We are following an era when we put science on a pedestal.  Science was as revered as it was in 
the Star Trek Next Generation series.  That series always depicted the crew as supremely rational 
professionals who always came through with the right solution.  Rational and professional won the 
day.  Until, lo and behold the evil Borg - the cyborg products of that same rational professional 
scientific world who went awry, became evil and wanted to absorb all individuals with the 
admonishment that "you must comply".

We had the era where science thought they could do better in telling us what to feed our infants.  
We were told giving human milk was "primative" and "messy" and "not as good as this scientifically 
derived mixture" and "you must comply".  Now, too late, the consequences of this huge 
overconfidence in science in regards to infant feeding were totally wrong and science has proven it 
beyond reasonable doubt.  

La Leche League is what kept the flame or faith alive during the era of "science".  I think about how 
religious faith was persecuted in China or seen as incompatible with science during the Sputnik 
era and how La Leche League has often been portrayed by the mainstream.  La Leche League 
leaders have been unfairly called fanatic, Nazis and other horrible names when they should be 
revered for keeping breastfeeding going when no one else would.

Similarly, there have been periods of existence when we have put religion on a pedestal.  During 
the dark ages to question the hierarchy of the Catholic Church was to risk being burned at the 
stake.  Scientists had to renounce their views about the world being round, the sun the center of 
the universe.  Almost every religion I can think of has had periods where strife between competing 
views has lead to terrible and deadly wars. 

Yet both faith and science have contributed wonderful things to our world.  Who can dispute the 
beauty of faith in performing spiritual transformations of the soul or the wonders of science that 
have enabled us to see into the stars and discover black holes and nebula -  things of wonderous 
beauty and awe.  Faith and science can be mutually enhancing and at times in direct conflict and 
opposition.

It is neither faith nor science that are at fault when the gifts they offer are used to diminish or 
destroy.  Faith and science are also both ways of comprehending our universe that can also be 
used to enhance, enrich and amaze.  It is how we use faith and science in reflection to our 
universe that makes a difference.

So I see our heated discussions as very similar to our struggle as humans to come to terms with 
our feelings about faith and science which often go through periods of intense dramatic tension, 
individuals, communities, cultures, countries.  

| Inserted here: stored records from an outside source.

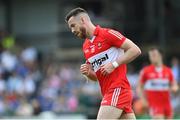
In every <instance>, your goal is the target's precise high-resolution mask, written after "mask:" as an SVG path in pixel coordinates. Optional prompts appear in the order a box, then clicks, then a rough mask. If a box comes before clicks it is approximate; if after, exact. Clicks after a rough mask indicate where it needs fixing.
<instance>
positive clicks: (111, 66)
mask: <svg viewBox="0 0 180 120" xmlns="http://www.w3.org/2000/svg"><path fill="white" fill-rule="evenodd" d="M114 69H115V68H114V66H113V65H112V63H111V62H110V63H107V64H105V65H102V66H101V68H100V71H101V73H102V74H103V75H108V74H110V73H111V72H113V71H114Z"/></svg>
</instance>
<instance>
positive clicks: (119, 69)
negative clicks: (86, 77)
mask: <svg viewBox="0 0 180 120" xmlns="http://www.w3.org/2000/svg"><path fill="white" fill-rule="evenodd" d="M65 19H66V22H67V23H68V25H69V28H70V29H71V31H72V33H73V34H74V35H75V36H77V37H79V38H81V39H85V41H84V44H83V52H84V56H85V58H86V60H87V61H86V63H85V64H82V65H81V67H80V71H81V73H82V74H84V75H86V76H87V77H88V78H89V79H91V80H94V81H96V80H98V81H99V84H100V87H101V93H102V96H103V99H102V102H101V106H100V109H99V112H98V115H97V119H118V118H126V119H135V115H134V112H133V110H132V106H131V103H132V93H131V89H130V85H129V82H128V80H127V78H126V64H127V63H129V62H131V61H132V60H134V59H135V58H136V57H137V56H139V55H140V54H141V50H140V49H139V47H137V46H136V45H135V44H134V43H133V42H132V41H131V40H129V39H128V38H126V37H124V36H123V35H122V34H121V33H119V32H118V31H115V30H112V29H108V28H101V27H100V26H99V25H97V26H95V25H94V24H93V23H92V22H91V20H90V17H89V16H88V13H87V12H86V11H85V10H84V9H82V8H75V9H73V10H71V11H70V12H69V13H68V14H67V16H66V18H65Z"/></svg>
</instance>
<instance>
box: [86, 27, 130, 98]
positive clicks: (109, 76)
mask: <svg viewBox="0 0 180 120" xmlns="http://www.w3.org/2000/svg"><path fill="white" fill-rule="evenodd" d="M93 35H94V36H93V38H92V39H86V40H85V42H84V44H83V52H84V56H85V58H86V60H87V61H88V62H89V63H90V64H91V65H92V68H93V70H94V71H95V73H96V75H97V78H98V81H99V84H100V87H101V93H102V95H103V96H104V95H105V93H107V92H108V90H110V89H114V88H117V87H122V88H125V89H130V85H129V82H128V80H127V77H126V65H125V64H122V65H120V66H119V67H117V68H116V69H115V70H114V71H113V72H112V73H111V74H109V75H107V76H104V75H102V74H101V72H100V66H101V65H104V64H107V63H109V62H113V61H115V60H116V59H117V58H118V57H119V56H122V55H123V54H124V50H123V49H121V48H120V47H121V45H122V44H123V42H124V41H125V40H126V38H125V37H124V36H123V35H122V34H121V33H119V32H117V31H115V30H112V29H108V28H101V27H100V26H97V27H96V29H95V31H94V34H93Z"/></svg>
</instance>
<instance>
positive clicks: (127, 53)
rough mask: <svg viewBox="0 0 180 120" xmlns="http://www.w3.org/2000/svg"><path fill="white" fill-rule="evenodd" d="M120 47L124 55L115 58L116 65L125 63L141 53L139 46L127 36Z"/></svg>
mask: <svg viewBox="0 0 180 120" xmlns="http://www.w3.org/2000/svg"><path fill="white" fill-rule="evenodd" d="M120 48H121V49H123V50H124V55H123V56H121V57H119V58H118V59H117V60H116V62H117V63H118V65H121V64H127V63H129V62H131V61H133V60H134V59H135V58H137V57H138V56H139V55H140V54H141V50H140V48H139V47H138V46H137V45H136V44H135V43H133V42H132V41H131V40H129V39H128V38H126V40H125V41H124V42H123V44H122V45H121V47H120Z"/></svg>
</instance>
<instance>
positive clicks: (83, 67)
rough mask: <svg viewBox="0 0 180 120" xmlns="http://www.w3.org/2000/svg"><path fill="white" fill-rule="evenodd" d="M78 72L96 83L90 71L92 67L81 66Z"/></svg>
mask: <svg viewBox="0 0 180 120" xmlns="http://www.w3.org/2000/svg"><path fill="white" fill-rule="evenodd" d="M80 72H81V73H82V74H83V75H85V76H87V77H88V78H89V79H90V80H92V81H97V77H96V73H95V72H94V71H93V70H92V67H91V65H90V64H87V63H85V64H82V65H81V66H80Z"/></svg>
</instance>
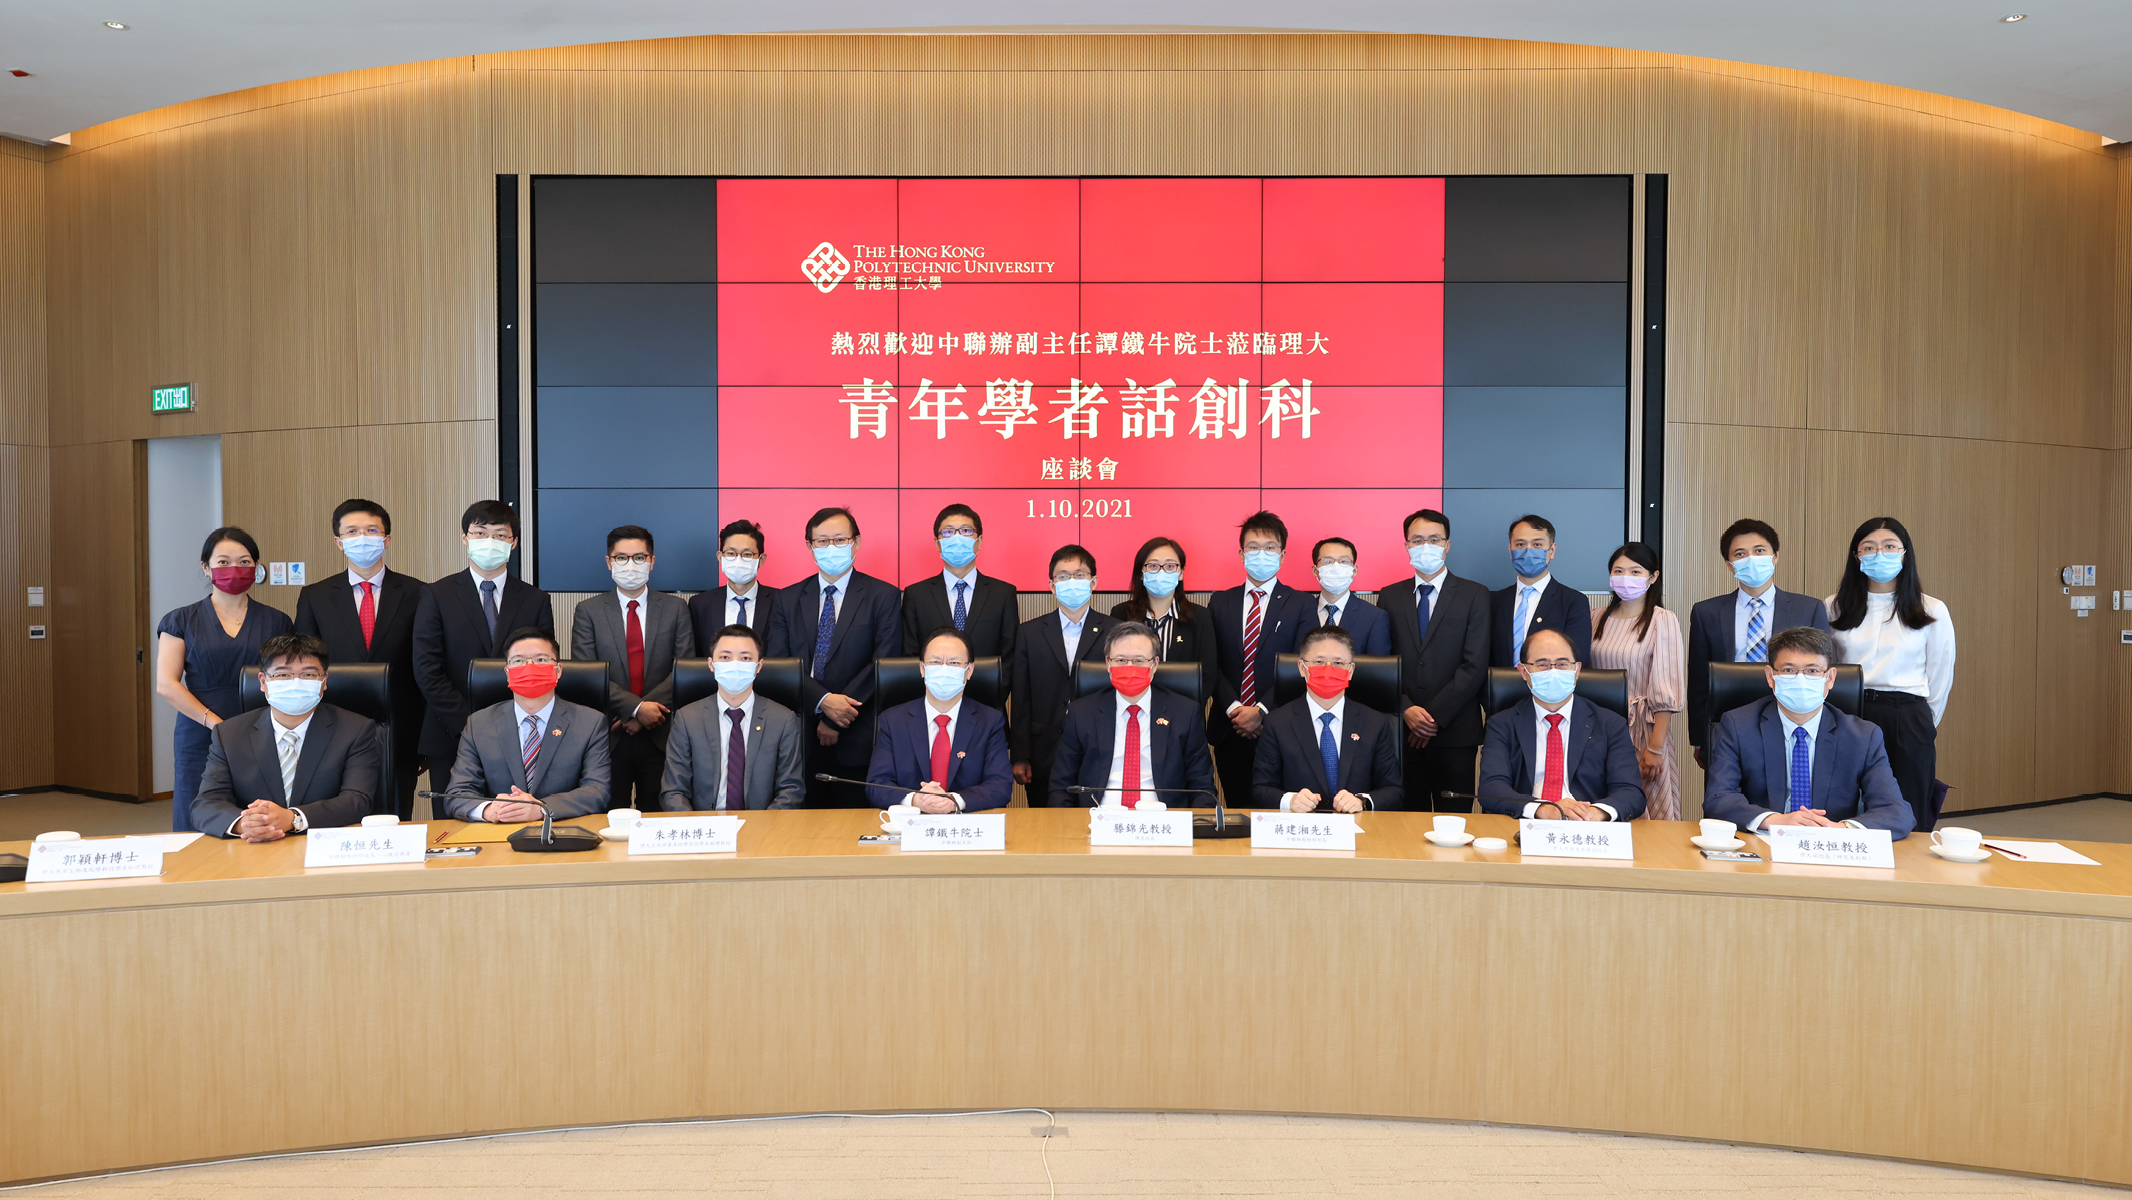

Which brings me to my favorite scifi series of the moment - Battlestar Galactica.  The plot is that 
we created the Cylons who were our servents.  They rebelled and wiped out most of us and we are 
at war.  If you watch but one episode you will think you have figured out who are the "good guys" 
and who are the "bad guys".  If you watch a different episode you might reach entirely different 
conclusions.  If you keep watching you discover that every character has a rich complexity of good 
and evil.  And least you think science fiction has everything to do with science hasnothing to do 
with religion - many of the good science fiction authors do struggle with various religious issues 
and the tension between science and religion.  Battlestar Galactica is no different.

So, don't stop at one episode in your world view.  Keep watching.  Ideas expand. Things change.